Prove that there exists a real number r > 0 such that for all x, y, |x−a| < r,&|y−b| < r ==> f(x, y) > 0.
(this is relevant to the beginning of the proof of IFT.)

Attempt:

So we know f(x,y) is continuous on R2 and at (a,b), f(a,b) >0

==> there exists an r1 > 0 s.t |x-a|< r1 and |y-b|< r1 ==> f(a,b) > 0.

So from what I got to now which was essentially just a restatement of my assumptions, I have to somehow show that this is the case not for one point, but for all (x,y). My issue is that it does not say if the function is C1 so I'm kind of stuck when it comes to trying to apply the implicit function theorem which is what the objective of this question is.

2. Jul 5, 2012

### micromass

Staff Emeritus
What is your definition of continuous??

3. Jul 5, 2012

### trap101

The regular epsilon-delta definition:

there exists a delta > 0 such that if |x-a|< (delta) ==> |f(x)-f(a)|< (epsilon).

This is separate, but I was under the impression that since I've learned about uniform continuity that I would be using that definition a lot more, but it hasn't really come up.

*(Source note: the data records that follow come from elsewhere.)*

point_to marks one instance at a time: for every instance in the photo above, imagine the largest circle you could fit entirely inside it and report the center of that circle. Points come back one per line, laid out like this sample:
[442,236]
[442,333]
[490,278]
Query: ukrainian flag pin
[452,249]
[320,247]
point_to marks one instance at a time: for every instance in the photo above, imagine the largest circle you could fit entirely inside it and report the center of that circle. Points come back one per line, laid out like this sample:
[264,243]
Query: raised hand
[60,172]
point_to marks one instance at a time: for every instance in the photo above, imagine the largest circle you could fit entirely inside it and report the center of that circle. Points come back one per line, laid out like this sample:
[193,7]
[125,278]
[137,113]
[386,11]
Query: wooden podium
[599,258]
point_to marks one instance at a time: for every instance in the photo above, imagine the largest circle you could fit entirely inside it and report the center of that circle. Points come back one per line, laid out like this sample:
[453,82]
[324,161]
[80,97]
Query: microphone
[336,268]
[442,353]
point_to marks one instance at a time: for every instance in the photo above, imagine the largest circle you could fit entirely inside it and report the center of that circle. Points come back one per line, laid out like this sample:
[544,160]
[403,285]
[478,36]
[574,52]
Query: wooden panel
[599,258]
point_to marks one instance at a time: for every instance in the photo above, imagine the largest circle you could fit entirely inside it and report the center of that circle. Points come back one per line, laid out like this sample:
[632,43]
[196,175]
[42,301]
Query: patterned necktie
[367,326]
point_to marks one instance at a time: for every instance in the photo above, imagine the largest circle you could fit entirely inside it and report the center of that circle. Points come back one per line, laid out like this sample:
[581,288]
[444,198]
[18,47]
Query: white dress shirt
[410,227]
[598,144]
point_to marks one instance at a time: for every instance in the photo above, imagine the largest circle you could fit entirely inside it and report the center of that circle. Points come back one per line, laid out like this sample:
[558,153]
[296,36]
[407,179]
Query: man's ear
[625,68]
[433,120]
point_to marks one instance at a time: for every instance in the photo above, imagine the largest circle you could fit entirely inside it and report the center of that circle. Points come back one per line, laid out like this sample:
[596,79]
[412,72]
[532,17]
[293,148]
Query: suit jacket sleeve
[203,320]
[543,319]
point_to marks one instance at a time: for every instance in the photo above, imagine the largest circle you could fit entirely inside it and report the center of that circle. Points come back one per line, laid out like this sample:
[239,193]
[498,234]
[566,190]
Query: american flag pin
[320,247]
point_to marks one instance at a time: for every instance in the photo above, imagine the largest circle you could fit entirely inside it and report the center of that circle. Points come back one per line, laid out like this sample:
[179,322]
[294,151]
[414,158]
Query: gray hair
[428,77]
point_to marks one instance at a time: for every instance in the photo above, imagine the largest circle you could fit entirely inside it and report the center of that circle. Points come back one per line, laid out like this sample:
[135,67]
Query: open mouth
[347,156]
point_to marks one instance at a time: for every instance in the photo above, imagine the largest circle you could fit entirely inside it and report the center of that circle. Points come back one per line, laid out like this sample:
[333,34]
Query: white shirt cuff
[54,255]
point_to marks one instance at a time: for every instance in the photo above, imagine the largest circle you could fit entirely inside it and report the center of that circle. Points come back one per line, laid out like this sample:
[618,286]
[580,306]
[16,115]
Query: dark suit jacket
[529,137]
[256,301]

Oh btw, I talked to my prof about the question and he forgot to add that the derivative of f ' (x,y) > 0, so it's strictly increasing. I guess now I might be able to apply the intermediate value thm.

4. Jul 6, 2012

### HallsofIvy

Staff Emeritus
What do you ean "show that this is the case not for one point but for all (x,y)"? Show what is the case? If you mean "prove f(x,y)> 0 for all (x,y)", you can't. You can only prove that f(x,y)> 0 for some neighborhood of (a, b)- which is all that is asked.

5. Jul 6, 2012

### tt2348

did he not give you a specific treatment for continuity in higher dimension?
and thinking back to the one dimensional case... your neighborhood around a point a (|x-a|<e) was an interval... how would you define points around a single point in 2 dimensions? maybe even consider all the points in the neighborhood at a specific distance away from your single point

6. Jul 8, 2012

### trap101

Ok I think I might have worked something out, but it doesn't seem like much.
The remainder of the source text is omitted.